On a broader scale, the study identifies a novel pathway by which HSC activation and regression are regulated, which could potentially be applied to other aging-associated fibrotic liver diseases. “Targeting the drivers of aging and senescent cells may be a novel therapeutic strategy to reduce hepatic steatosis and liver fibrosis in ALD patients,” commented co-author Gianfranco Alpini, PhD, Distinguished Professor in the Department of Medical Physiology at Texas A&M College of Medicine, Senior Research Scientist at Central Texas Veterans Health Care System, and Director of the BSW DDRC.
Further, co-author Heather Francis, PhD, Associate Professor of Medical Physiology at Texas A&M College of Medicine and member of the BSWDDRC, stated, “It is imperative to identify regulatory targets for potential treatment of ALDs, especially for populations that are greatly impacted by this disease.
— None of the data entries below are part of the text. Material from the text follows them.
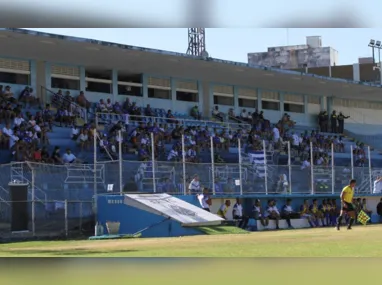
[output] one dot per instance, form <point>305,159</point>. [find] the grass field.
<point>324,242</point>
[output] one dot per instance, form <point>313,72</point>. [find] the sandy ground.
<point>314,235</point>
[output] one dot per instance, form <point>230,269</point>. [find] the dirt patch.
<point>287,237</point>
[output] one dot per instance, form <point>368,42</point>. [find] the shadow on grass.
<point>72,252</point>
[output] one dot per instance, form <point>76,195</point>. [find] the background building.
<point>312,54</point>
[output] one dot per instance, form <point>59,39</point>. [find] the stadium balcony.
<point>172,176</point>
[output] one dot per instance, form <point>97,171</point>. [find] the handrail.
<point>119,117</point>
<point>82,111</point>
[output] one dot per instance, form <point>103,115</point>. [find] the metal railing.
<point>58,100</point>
<point>109,118</point>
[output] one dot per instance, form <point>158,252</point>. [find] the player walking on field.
<point>347,204</point>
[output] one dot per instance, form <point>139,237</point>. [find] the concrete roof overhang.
<point>19,43</point>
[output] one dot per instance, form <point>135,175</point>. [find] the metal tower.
<point>196,41</point>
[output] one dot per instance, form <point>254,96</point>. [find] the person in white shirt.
<point>173,155</point>
<point>377,189</point>
<point>194,186</point>
<point>295,140</point>
<point>7,131</point>
<point>75,133</point>
<point>69,157</point>
<point>288,213</point>
<point>18,121</point>
<point>237,214</point>
<point>273,213</point>
<point>305,164</point>
<point>276,134</point>
<point>204,200</point>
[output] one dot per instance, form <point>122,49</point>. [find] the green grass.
<point>222,230</point>
<point>325,242</point>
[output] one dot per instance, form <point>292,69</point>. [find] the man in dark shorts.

Moreover, Shannon Glaser, PhD, Associate Professor of Medical Physiology at Texas A&M College of Medicine and member of the BSWDDRC added, “Targeting the miR-34a may also be key for managing liver fibrosis in other cholangiopathies such as primary sclerosing cholangitis as well as primary biliary cholangitis. Our study opens the window for the possibility of linking age-related genes as therapeutics for the future.”